In occasione della diffusione del suo rapporto, Amnesty International ha chiesto alle autorità greche di fermare immediatamente i respingimenti e indagare sulle denunce di espulsioni collettive e di maltrattamenti, aprendo procedimenti giudiziari nei confronti delle persone coinvolte. L'organizzazione per i diritti umani ha inoltre chiesto che le persone intercettate mentre attraversavano la frontiera possano accedere a una procedura equa di accertamento della loro richiesta di protezione internazionale.

Anche l'Unione europea ha un ruolo in questa situazione, ha precisato Amnesty International: deve aiutare le autorità greche a migliorare i servizi di accoglienza invece che a sigillare i confini; deve esplorare nuove modalità per condividere le responsabilità per i migranti e rifugiati.

"Naturalmente, è prerogativa della Grecia controllare i suoi confini ma non alle spese dei diritti umani di coloro che cercano di raggiungere la salvezza o sono in cerca di migliori condizioni di vita in Europa. Sono tempi difficili in Grecia e per milioni di persone in tutta Europa, ma non vi è alcuna scusa per il modo in cui vengono trattati i migranti e i rifugiati" - ha sottolineato Tigani.

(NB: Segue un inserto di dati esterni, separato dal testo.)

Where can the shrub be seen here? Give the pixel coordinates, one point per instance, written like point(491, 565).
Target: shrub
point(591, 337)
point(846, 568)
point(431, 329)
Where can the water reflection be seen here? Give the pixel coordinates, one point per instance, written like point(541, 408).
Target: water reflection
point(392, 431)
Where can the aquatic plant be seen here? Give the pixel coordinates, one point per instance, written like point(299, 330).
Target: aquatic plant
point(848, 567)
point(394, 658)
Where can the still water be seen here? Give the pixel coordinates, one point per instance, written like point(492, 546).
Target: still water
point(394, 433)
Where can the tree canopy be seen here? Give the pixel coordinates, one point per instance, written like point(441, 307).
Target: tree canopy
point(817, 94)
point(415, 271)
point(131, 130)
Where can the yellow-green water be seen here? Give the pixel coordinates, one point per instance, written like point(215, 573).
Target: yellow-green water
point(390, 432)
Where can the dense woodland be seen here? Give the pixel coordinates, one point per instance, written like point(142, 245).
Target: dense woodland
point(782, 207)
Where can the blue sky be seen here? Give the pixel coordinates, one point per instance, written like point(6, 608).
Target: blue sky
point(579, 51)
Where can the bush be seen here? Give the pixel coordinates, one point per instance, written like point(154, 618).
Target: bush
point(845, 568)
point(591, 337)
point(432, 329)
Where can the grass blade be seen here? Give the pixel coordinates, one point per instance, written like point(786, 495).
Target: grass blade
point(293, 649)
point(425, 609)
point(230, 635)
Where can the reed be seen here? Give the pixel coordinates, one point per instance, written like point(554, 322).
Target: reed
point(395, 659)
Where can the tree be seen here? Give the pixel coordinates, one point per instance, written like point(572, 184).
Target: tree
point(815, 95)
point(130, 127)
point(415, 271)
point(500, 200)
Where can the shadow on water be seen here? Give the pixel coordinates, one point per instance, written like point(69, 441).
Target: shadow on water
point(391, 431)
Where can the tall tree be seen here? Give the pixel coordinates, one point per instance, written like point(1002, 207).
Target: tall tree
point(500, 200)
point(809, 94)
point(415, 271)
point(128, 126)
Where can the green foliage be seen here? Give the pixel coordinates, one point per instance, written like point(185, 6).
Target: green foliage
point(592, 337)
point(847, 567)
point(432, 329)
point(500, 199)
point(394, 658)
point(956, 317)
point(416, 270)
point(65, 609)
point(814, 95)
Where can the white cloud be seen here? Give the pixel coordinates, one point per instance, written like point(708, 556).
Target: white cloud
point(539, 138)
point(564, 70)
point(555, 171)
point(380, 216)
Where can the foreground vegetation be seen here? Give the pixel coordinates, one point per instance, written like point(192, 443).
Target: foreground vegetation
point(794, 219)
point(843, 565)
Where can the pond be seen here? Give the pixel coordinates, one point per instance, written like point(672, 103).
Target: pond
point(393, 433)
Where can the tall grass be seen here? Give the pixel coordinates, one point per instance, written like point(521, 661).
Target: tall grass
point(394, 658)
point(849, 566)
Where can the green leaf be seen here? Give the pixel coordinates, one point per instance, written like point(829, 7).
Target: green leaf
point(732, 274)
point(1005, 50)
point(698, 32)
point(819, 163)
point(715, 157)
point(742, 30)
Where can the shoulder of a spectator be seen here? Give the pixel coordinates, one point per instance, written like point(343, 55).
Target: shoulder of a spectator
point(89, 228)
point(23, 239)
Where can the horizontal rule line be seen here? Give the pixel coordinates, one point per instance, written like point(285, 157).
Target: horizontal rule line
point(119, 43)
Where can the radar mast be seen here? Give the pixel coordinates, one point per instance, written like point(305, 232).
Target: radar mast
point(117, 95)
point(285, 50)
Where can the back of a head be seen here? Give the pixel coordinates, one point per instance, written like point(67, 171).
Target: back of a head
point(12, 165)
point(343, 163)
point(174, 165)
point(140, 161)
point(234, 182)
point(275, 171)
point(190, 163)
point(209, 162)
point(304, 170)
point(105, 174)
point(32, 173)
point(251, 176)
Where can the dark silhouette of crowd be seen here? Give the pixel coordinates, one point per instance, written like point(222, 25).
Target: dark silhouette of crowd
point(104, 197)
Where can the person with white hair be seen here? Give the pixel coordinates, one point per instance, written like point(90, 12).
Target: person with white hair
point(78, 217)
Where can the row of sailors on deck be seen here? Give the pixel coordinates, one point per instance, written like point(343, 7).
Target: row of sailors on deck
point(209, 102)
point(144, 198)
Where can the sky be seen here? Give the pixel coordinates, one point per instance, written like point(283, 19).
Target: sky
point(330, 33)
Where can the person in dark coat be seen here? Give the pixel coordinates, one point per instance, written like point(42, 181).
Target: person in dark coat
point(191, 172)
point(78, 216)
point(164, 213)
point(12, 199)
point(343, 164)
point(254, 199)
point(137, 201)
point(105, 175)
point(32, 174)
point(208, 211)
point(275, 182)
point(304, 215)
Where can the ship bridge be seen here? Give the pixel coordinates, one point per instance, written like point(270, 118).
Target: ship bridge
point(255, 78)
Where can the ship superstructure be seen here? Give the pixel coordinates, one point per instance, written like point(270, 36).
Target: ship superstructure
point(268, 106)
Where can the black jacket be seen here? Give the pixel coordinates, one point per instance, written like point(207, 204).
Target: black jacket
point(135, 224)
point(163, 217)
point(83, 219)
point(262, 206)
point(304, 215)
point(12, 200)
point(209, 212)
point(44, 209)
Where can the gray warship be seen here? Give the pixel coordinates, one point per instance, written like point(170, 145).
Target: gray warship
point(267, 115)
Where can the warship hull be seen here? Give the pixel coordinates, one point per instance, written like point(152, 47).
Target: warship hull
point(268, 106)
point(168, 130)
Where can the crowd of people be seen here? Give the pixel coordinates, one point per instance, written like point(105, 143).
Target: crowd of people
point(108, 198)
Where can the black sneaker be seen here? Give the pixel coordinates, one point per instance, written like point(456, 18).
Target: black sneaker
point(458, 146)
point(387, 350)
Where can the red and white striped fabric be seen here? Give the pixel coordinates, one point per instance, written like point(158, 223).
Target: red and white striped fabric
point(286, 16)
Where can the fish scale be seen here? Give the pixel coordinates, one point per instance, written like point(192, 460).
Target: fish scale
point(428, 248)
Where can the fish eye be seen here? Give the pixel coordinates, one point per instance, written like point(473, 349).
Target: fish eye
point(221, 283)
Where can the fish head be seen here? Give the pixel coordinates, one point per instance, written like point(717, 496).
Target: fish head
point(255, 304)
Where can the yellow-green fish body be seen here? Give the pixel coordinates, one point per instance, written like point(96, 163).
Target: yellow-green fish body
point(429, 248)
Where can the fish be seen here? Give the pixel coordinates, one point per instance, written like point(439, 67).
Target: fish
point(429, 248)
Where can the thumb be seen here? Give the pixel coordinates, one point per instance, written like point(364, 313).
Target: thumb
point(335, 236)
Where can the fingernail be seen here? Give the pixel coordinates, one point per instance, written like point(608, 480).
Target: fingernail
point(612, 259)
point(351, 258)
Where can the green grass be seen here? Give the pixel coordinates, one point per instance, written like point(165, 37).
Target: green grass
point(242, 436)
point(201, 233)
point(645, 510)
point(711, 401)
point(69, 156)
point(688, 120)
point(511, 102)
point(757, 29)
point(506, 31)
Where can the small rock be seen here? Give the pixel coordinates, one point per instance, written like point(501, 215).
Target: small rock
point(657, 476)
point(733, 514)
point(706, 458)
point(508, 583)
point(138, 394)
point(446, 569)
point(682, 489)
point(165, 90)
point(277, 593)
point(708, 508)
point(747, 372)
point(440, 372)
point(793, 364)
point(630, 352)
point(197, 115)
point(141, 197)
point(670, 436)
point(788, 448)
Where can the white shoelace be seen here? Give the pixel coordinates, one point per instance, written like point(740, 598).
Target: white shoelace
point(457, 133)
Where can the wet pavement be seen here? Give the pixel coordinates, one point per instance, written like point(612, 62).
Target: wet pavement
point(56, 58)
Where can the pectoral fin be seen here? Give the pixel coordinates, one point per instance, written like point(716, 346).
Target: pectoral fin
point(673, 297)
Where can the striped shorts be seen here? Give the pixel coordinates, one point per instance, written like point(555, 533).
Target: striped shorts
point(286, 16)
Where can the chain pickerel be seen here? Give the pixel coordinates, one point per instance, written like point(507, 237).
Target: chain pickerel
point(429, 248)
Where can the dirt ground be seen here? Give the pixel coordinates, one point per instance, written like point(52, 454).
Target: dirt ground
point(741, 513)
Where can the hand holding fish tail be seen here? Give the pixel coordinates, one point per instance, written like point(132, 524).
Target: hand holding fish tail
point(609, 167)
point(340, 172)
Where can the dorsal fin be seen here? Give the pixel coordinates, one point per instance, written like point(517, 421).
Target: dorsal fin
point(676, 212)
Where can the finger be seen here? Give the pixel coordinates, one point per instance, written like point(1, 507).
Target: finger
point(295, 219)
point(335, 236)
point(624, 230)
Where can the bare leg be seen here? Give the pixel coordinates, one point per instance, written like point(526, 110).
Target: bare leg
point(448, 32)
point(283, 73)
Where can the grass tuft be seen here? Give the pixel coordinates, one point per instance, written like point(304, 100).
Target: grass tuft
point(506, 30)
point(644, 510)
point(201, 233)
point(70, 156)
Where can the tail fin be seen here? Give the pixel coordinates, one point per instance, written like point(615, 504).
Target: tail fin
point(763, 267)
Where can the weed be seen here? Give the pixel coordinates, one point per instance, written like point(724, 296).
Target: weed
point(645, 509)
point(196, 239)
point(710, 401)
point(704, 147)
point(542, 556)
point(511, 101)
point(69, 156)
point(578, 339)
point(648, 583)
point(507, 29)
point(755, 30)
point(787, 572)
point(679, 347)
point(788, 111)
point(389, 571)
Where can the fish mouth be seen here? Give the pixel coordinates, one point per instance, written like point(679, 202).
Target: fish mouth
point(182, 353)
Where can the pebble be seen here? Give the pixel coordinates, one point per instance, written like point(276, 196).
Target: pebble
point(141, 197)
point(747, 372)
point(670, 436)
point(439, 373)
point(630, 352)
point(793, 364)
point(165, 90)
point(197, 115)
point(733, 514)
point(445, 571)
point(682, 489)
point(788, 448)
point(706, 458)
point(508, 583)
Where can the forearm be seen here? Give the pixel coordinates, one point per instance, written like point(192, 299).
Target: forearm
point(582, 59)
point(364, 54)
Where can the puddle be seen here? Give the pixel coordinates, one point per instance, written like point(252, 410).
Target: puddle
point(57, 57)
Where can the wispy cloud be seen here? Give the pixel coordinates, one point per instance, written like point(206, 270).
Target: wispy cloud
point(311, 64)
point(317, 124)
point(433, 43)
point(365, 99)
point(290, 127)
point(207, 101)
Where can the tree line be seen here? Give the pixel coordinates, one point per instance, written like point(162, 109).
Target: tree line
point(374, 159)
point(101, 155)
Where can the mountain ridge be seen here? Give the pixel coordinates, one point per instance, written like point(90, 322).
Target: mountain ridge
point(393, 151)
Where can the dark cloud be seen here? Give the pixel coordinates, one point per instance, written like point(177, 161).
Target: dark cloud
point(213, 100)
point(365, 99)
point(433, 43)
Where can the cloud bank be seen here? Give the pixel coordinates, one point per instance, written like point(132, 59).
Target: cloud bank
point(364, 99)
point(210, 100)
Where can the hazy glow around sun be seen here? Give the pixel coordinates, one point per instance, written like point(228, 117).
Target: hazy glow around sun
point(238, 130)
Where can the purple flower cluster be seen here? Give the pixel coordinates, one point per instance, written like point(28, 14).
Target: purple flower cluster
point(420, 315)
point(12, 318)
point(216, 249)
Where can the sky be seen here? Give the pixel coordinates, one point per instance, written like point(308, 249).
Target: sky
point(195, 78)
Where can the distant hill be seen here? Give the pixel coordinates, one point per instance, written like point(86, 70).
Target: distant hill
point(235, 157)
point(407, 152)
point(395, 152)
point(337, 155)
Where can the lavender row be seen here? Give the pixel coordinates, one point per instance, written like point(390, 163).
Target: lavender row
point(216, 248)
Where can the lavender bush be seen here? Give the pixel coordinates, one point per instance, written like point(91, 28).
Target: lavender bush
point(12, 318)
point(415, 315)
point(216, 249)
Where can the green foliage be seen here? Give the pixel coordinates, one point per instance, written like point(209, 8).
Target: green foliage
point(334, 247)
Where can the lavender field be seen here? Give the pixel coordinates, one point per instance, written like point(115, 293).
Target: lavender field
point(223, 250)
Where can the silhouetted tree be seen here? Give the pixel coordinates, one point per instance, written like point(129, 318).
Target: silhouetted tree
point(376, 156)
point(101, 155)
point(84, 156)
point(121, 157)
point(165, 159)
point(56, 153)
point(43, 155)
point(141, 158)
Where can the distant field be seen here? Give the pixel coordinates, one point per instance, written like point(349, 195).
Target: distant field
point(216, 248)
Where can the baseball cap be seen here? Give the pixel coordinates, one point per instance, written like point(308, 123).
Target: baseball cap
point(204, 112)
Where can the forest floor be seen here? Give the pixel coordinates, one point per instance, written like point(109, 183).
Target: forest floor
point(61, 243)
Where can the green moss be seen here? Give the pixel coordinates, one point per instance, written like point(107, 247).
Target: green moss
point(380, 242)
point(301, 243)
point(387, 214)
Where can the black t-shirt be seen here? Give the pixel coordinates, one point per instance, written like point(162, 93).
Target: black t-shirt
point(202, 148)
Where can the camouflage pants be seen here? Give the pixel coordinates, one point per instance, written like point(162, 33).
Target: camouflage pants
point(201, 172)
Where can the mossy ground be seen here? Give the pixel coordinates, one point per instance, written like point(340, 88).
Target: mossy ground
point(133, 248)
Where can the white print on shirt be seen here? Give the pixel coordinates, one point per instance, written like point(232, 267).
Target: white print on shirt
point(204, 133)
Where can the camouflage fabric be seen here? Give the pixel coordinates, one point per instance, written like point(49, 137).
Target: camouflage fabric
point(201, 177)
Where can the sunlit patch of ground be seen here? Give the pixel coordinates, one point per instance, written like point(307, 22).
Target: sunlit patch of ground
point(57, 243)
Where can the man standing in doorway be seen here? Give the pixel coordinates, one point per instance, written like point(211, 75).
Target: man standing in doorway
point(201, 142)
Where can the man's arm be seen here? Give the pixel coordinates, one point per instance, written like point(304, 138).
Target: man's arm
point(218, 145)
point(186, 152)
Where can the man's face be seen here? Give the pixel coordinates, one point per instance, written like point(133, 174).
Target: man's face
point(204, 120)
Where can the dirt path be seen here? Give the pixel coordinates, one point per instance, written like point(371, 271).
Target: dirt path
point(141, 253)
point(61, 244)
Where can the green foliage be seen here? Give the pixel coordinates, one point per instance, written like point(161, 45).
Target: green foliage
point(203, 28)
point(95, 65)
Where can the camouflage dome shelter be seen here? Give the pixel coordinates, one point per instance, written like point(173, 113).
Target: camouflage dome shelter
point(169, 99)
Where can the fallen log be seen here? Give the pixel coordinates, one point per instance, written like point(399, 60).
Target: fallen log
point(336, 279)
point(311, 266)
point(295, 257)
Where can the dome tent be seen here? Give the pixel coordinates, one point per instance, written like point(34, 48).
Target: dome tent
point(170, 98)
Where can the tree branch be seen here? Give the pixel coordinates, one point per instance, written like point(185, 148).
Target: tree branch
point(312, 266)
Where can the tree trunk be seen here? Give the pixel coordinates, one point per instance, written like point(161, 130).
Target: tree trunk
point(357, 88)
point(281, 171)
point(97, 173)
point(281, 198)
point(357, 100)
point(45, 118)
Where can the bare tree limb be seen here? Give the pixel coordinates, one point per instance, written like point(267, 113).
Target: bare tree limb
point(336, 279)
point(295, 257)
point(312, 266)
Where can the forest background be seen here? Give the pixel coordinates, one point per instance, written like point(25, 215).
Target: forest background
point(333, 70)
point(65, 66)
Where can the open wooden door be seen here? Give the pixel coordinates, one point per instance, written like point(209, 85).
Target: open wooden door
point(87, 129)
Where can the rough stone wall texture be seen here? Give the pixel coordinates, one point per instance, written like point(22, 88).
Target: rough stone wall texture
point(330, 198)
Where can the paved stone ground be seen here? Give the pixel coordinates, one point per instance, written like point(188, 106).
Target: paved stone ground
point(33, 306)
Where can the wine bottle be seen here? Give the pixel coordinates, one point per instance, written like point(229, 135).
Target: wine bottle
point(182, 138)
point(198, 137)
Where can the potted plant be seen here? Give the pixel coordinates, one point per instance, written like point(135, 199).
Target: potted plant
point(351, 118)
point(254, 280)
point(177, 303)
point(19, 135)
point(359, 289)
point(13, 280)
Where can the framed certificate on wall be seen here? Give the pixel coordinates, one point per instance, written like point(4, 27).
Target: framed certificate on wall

"Altri stati membri dell'Unione europea appaiono sin troppo contenti del ruolo di 'portiere della squadra' della Grecia. Ma le politiche e le prassi applicate alla frontiera greca mettono in luce l'amaro paradosso di paesi europei che premono per la pace all'estero e che negano asilo e pongono a rischio la vita di chi cerca riparo in Europa. L'Unione europea deve agire subito per porre fine alle violazioni dei diritti umani ai suoi confini" - ha concluso Tigani.